You seem to enjoy immensely and have such passion for working with and interacting with these kids. But how can people who aren’t trained in this type of interaction try to befriend those with autism?
I think … that’s hard. Because these kids can be disarming. They will bump into you; they’ll act as if you’re not there; they’ll totally dismiss you. You might experience them as rude, willful, badly mannered, poorly parented. I think the best thing you can do is to become well aware, so that when we see that quirky kid in a store, you think twice about how they ended up that way. And then be more careful about the way you approach that person. Because for someone to sort of come into your physical space, it’s really intrusive when you struggle with social connection. So you want to be much more indirect, I think. When I’m at functions where I sense someone very much in that world, I want to not just come and chatter and smile and overwhelm them. But then the other thing I think people need to remember is that many of these people really want friends. It’s a myth that they’re happy on their own, and loners. They want to connect, they don’t know how. I find that just reading some of these [autistic autobiographies] like “Look Me in the Eye,” where you get to experience some of their lives, increases the ability to be sensitive to who these kids are. Because they’re misunderstood. They’re targeted all the time. We’re adults! I’ll find myself at gatherings where people are very clearly put off by an obnoxious adult in the room who’s being really insensitive with their comments. And I’ll wonder … well, some people are just obnoxious because they’re obnoxious. But some people are just obnoxious because they’re misreading every cue. I can think of a family friend, who was clearly an older man with Asperger’s that was missed his whole life, and everyone thought that he was a bad father, a bad this, a bad that. When in fact … his family thinks he’s just trying to come up with an excuse for being a bad dad, but I know this person. He clearly struggles to read social cues, and he’s infamous at dinner parties for saying something that insults at least half the room. It can be an ethnic comment or a racial comment … and he’s not racist. But he will inevitably say something that will deeply offend someone in the room. When that happens, because I have a sense of what this person is, I am much more forgiving of that.

Another thing that you spoke about which really struck me was that people who are minorities or of the lower-class, particularly black men, often go undiagnosed or misdiagnosed with other disorders like psychosis. How would you propose we address that?

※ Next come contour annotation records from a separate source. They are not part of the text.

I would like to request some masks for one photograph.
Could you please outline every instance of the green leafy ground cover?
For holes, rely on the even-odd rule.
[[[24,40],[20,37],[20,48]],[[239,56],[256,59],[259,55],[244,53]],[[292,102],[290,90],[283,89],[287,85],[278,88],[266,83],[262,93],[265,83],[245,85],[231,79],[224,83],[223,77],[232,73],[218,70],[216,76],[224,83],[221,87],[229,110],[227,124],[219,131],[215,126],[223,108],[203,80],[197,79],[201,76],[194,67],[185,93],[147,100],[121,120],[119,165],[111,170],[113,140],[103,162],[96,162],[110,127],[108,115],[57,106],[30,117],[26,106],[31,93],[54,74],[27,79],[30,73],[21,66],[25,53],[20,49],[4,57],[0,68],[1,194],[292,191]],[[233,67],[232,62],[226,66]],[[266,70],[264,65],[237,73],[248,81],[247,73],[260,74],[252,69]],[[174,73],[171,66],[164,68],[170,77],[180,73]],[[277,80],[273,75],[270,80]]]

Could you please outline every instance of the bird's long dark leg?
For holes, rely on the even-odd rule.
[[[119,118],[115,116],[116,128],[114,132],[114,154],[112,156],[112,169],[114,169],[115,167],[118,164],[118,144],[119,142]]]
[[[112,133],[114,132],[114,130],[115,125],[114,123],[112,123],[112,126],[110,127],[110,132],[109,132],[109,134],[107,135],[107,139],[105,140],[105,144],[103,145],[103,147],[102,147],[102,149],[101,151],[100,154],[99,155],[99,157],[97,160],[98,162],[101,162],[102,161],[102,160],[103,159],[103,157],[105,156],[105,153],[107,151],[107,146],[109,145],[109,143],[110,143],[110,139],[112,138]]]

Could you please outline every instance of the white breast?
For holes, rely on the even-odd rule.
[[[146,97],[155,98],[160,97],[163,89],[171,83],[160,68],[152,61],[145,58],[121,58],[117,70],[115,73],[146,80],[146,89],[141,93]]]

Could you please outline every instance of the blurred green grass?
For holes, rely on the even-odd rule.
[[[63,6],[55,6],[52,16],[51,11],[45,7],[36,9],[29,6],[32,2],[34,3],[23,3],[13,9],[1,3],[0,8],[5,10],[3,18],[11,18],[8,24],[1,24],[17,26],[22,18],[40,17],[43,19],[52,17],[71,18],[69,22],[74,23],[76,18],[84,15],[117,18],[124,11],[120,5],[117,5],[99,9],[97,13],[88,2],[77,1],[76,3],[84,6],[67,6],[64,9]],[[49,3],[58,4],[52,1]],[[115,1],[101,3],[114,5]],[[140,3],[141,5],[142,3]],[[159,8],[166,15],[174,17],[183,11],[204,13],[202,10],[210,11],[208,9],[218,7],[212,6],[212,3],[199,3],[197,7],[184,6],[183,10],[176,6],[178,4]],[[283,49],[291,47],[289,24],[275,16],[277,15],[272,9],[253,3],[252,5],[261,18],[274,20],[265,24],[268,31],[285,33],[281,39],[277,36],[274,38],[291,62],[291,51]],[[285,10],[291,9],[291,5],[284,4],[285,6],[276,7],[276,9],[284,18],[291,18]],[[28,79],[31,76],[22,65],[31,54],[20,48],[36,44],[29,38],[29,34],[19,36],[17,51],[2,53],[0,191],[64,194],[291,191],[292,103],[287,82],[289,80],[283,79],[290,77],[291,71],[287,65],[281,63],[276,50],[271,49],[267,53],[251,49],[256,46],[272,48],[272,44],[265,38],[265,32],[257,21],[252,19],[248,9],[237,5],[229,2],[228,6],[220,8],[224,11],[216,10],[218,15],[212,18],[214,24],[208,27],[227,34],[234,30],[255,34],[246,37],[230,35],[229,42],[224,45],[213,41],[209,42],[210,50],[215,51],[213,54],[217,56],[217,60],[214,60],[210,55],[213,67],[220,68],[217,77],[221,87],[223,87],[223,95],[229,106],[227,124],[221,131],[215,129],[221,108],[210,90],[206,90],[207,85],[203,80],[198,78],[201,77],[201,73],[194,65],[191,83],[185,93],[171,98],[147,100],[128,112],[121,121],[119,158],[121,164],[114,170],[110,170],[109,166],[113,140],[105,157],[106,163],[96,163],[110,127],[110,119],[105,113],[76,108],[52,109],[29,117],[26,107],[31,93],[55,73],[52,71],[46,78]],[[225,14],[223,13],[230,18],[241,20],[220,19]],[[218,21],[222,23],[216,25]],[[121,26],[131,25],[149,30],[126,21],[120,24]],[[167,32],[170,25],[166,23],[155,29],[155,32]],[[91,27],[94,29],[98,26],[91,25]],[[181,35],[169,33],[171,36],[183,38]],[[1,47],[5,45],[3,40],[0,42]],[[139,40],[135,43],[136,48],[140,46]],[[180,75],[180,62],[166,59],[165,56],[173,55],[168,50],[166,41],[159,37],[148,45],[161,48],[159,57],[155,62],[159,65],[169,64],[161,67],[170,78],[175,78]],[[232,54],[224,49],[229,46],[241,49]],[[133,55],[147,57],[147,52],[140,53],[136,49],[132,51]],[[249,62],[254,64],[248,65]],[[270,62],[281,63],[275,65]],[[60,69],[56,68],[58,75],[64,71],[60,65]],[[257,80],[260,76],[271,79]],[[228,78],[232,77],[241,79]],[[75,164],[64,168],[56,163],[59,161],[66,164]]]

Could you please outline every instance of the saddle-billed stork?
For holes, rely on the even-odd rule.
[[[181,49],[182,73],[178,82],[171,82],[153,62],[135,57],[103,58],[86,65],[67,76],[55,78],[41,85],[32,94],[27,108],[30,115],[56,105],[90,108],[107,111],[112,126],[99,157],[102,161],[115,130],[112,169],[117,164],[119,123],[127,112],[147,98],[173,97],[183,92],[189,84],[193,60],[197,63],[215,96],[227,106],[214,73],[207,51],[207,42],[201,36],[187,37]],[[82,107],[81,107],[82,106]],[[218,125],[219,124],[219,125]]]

Girls too, because we tend to focus more on boys in dealing with autism.

Really?
Yes, but when girls have autism, they tend to be more impaired. We don’t know why. More boys than girls get it. The theory is that girls’ brains are protected somehow against it. It’s such a sexist theory, but it rings true—it’s the male systematizing mind versus the empathizing female mind. And yes, there are cultural factors to that, but there’s some evidence that it’s also biological. There are a lot of feminist scholars that refute that, but the theory is that the autistic mind is the male, systematizing mind gone to the extreme … so that the person is so analytic that they lose touch with emotional things. So women’s minds have already been programmed, theoretically, to be sort of … anti-autical. The females that do have autism, boy. It’s broken through a protective barrier, for a lack of a better word. So the girls I work with that have autism tend to be more severely impacted than the boys. So, going back to your question about diagnosing minority kids, I just think there needs to be an awareness. That this is not a depressive battle or a psychotic child. People with less money and less financial needs know less about this and seek it out less frequently. They fear the diagnosis because it’s stigmatizing in their minds. Whereas, a more educated family would grab it, not that they would want it, because it would inform their world about why their child acts a certain way and how they could get services for their kid.